# Tallow recipe needed. Thank you.



## Sapwn (Jun 28, 2013)

Finally I found tallow!








It was not easy to find hear.

I bought 10Kgr that rendered 7.5Kg of oil. I keep it in the freezer at -24oC.


















Since I am new at soap making and have no experience with tallow, I would like to ask senior members that have used tallow to recommend a simple and tested recipe. I need soap for the shower and for the hands. Bubbles are highly appreciated. 

I have coconut oil

Palm oil

Sunflower oil

Olive oil (but I’d rather avoid it)

Castor oil

Almond oil

Some avocado oil left

Shea butter

Cocoa butter

Mango butter

　

　

The bars will not be used soon so I am a bit concerned about rancidity. I have this vitamin E oil that i am thinking to use to avoid rancidity. Will it work or not? At what percentage? Should I add it in the oils or in trace?








　

THANK YOU!


----------



## dagmar88 (Jun 29, 2013)

Why don't you want to use olive oil?


----------



## dagmar88 (Jun 29, 2013)

That oil is wheat germ oil, not pure vit e.


----------



## Sapwn (Jun 29, 2013)

dagmar88 said:


> Why don't you want to use olive oil?


 
If you beleive it will be useful in a particular recipe, I will use it. However, i prefer avoiding it because olive oil produces the worse lather you can get from a soap.





dagmar88 said:


> That oil is wheat germ oil, not pure vit e.


 

Yes i know. Will it make any difference in terms of rancidity risk if i add it in a recipe with tallow?


----------



## dagmar88 (Jun 29, 2013)

Sapwn said:


> If you beleive it will be useful in a particular recipe, I will use it. However, i prefer avoiding it because olive oil produces the worse lather you can get from a soap.

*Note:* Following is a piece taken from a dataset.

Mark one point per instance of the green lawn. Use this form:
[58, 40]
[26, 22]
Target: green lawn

On it's own, I could see how one might come to that conclusion.
In a well balanced recipe, it'll loose those qualities.





Sapwn said:


> Yes i know. Will it make any difference in terms of rancidity risk if i add it in a recipe with tallow?



Wouldn't bet on it.


You could go for 
25% coconut
20% tallow
50% olive oil
8% castor


----------



## Sapwn (Jun 29, 2013)

dagmar88 said:


> You could go for
> 25% coconut
> 20% tallow
> 50% olive oil
> 8% castor


 

Thank you dagmar!  I guess you intend 3% superfat here.


----------



## dagmar88 (Jun 29, 2013)

oops, 22% of coconut :crazy:


I usually superfat between 5 and 8% in standard/basic recipe's like the above.


----------



## mel z (Jun 30, 2013)

Bookmarked this page. I hope I don't have to replace my computer anytime soon. Very kind posters letting us know all about tallow here, including quite a few recipes:

http://www.soapmakingforum.com/f11/rendering-tallow-33777/


----------



## Sapwn (Jun 30, 2013)

Thank you mel z! 
That thread is full of recipes! Very useful indeed.


 

Today I made my first, simplest batches with tallow.

The first one is 100% tallow with 0% superfat and then at trace I added 5% unrefined cocoa butter and cutter caramel FO.









I did 0%  superfat initially in order to saponify all the tallow hopping to avoid in this way future rancidity. :roll:  And then at trace I added 5% unrefined cocoa butter because it wins the smell of tallow.

The second batch was 70% tallow and 30% coconut oil. Cocoa butter 5% at trace and milky cream FO.

　

Many more will follow


----------



## sistrum (Jul 7, 2013)

Just wondering, why do you think using tallow will make your soap go rancid?


----------



## Sapwn (Jul 7, 2013)

Because I have used dozens of shaving soaps.

I have never had any vegetal shaving soap or cream gone rancid, while I have had a couple of shaving soaps with tallow gone rancid.

Many more wet shavers have noticed that some tallow-based shaving soaps, Cella for example, are prone to rancid degeneration.


----------



## sistrum (Jul 7, 2013)

Interesting, I wonder what their process is. It's strange how some things work for one person and not another.

Just make sure you render your tallow correctly and use it in place of palm oil in one of your tried and true formulas (if you have one) without using any other oils that tend to go bad and see how it works for you.  I've never had tallow soap go rancid, maybe yours won't eather.  Give it a try.


----------



## Sapwn (Jul 7, 2013)

The shaving soaps I was refering to were comercial shaving soaps. Not soaps made by me.

Cella for example, an excellent old italian shaving soap has gone rancid many times at many wet shavers around the world.

Other tallow-based shaving soaps, like Mitchel's Wool Fat has never gone rancid in my hands, and i have never heard someone complaining about rancidity in this particular soap.


----------



## Sapwn (Aug 23, 2013)

Today I tried my 100% tallow soap for the first time.

Actually, it is 100% tallow with 0% superfat plus 5% unrefined cocoa butter at heavy trace.


The soap does not make any bubbles; however, it makes a nice cream that feels very luxury and friendly to the skin.

I don't think I will make again a 100% tallow soap, I just wanted to try it, but i don't mind even to use these 8 bars from the batch.

For sure, I prefer this 100% tallow soap over any 100% olive oil soap.


----------



## newbie (Aug 24, 2013)

Tallow is not known for its bubbles but rather for its creamy lather so that sounds about right for a tallow with cocoa bar. I have tried an 85% tallow 15% castor recipe that gave nice bubbles and lather. If you want to use a good amount of tallow, then to get bubbles, you almost have to add coconut and/or castor oil. I personally love tallow in soaps.


----------



## Sapwn (Aug 24, 2013)

Thank you newbie.

The second tallow bar that I did two months ago was 70% tallow, 30% coconut, 5% shea.

I think it will be much better.


----------